Rants, ramblings, raves of a woman who blames everything from road rage to undercooked pork chops on a hormone imbalance.

Sunday, November 23, 2008

Master of Disguise

A good friend came into town yesterday and hooked up with her former jogging buddy. At 6 a.m. She called after they finished their nine-mile run and asked me to meet them for coffee at Starbucks. At 8 a.m.

Since I had just rolled out of bed and had no time to get all gussied up in the usual Contessa manner, I threw on a disguise. Just in case I ran into anyone I knew. I didn't want to disappoint them. The Contessa has an image to uphold, you know. Severe bedhead called for a ball cap and glasses instead of contacts helped cover up the make-up-less face.

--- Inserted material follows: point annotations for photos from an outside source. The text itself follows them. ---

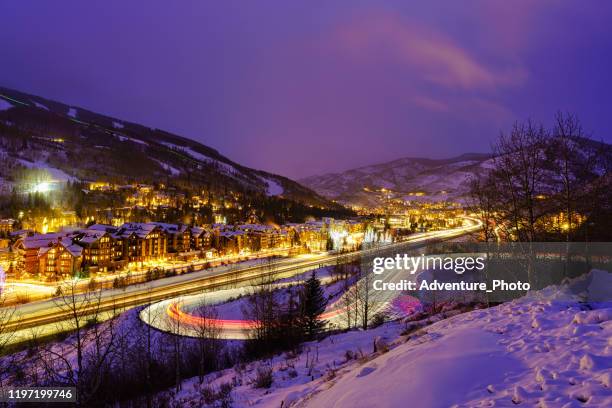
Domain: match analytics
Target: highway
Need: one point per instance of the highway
(47, 317)
(180, 315)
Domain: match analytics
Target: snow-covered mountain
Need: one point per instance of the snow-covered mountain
(72, 143)
(417, 178)
(550, 348)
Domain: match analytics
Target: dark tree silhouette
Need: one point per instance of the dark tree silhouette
(312, 304)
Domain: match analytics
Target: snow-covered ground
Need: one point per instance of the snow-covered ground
(56, 174)
(548, 349)
(274, 187)
(131, 139)
(40, 105)
(172, 170)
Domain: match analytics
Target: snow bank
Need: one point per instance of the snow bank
(547, 349)
(131, 139)
(542, 350)
(40, 105)
(55, 173)
(172, 170)
(274, 187)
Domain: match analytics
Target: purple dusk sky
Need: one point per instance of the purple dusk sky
(307, 87)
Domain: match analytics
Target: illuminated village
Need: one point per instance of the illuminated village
(137, 237)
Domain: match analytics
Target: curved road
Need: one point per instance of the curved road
(180, 315)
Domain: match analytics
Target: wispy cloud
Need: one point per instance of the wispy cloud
(429, 54)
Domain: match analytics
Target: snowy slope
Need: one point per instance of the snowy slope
(447, 178)
(548, 349)
(92, 146)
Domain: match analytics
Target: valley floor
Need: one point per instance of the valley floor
(551, 348)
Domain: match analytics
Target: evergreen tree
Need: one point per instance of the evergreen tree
(312, 305)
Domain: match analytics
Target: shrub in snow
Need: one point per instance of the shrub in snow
(380, 345)
(263, 377)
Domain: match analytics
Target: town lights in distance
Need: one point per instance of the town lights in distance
(412, 264)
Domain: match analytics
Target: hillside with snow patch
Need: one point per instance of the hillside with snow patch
(551, 348)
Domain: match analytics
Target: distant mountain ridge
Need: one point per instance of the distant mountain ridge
(417, 178)
(77, 143)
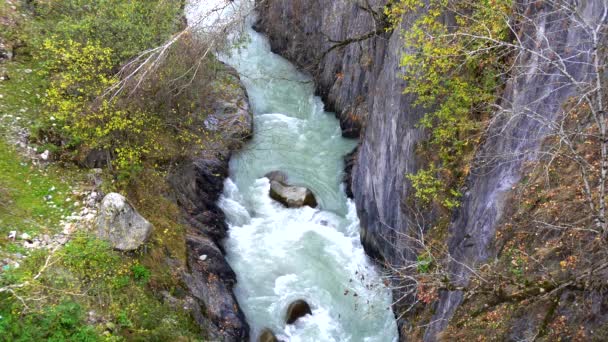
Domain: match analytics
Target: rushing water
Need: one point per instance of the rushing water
(280, 254)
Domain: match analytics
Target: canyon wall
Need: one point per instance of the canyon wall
(355, 63)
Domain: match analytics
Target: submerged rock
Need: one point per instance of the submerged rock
(290, 196)
(278, 176)
(120, 224)
(267, 336)
(297, 309)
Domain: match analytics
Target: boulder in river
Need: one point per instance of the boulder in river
(120, 224)
(297, 309)
(267, 336)
(290, 196)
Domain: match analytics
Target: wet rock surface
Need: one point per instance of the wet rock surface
(267, 336)
(198, 183)
(296, 310)
(360, 82)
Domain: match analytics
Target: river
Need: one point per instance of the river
(280, 254)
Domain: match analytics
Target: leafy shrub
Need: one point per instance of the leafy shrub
(62, 322)
(141, 273)
(456, 76)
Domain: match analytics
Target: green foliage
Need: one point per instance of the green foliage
(455, 74)
(141, 273)
(61, 322)
(89, 259)
(127, 27)
(31, 200)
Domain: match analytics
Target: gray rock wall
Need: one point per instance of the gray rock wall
(198, 183)
(532, 99)
(361, 83)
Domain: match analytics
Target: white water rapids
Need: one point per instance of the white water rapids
(279, 254)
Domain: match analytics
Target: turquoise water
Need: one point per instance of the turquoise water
(280, 254)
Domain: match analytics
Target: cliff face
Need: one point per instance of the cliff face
(198, 184)
(356, 66)
(532, 101)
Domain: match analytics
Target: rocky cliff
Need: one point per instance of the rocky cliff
(355, 63)
(198, 183)
(537, 91)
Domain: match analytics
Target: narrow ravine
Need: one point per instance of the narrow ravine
(279, 254)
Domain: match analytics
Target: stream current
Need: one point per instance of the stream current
(280, 254)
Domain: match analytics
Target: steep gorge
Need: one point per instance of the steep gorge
(356, 66)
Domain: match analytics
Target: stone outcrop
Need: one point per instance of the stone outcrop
(267, 336)
(355, 64)
(296, 310)
(290, 196)
(198, 183)
(120, 224)
(356, 68)
(513, 140)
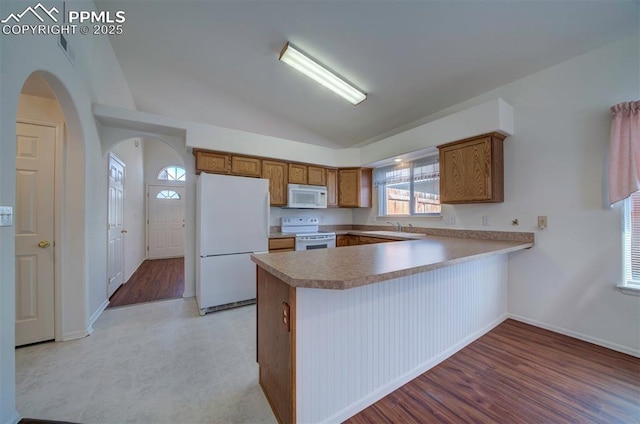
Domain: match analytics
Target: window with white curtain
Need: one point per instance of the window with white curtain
(632, 241)
(409, 188)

Final touch? Workout clothes and tennis shoes, so I'd blend in with the runners. Perfect. No one's ever seen me in workout clothes. The only working out I do is weight lifting - carrying cases of wine from the car to the house. My idea of a jog is tailing Pinot & Grigio out the door when I tell them it's time to change their bed linens. Sprinting? Yeah, those are the hours I spend on my cell phone gabbing to Zinfa Delle.

It worked. A passer-by asked pointed to the chocolate creme-filled donut I was inhaling, er eating, and offered, "Carbo-loading, eh?"


At 12:02 PM, Anonymous Midlife Slices said...

Haha...I'm going to remember that trick!

At 9:00 AM, Blogger Becky Motew said...

I sometimes wear the Michelin Man down jacket with the hood pulled up over my face. Probably too hot where you live to get away with that, though.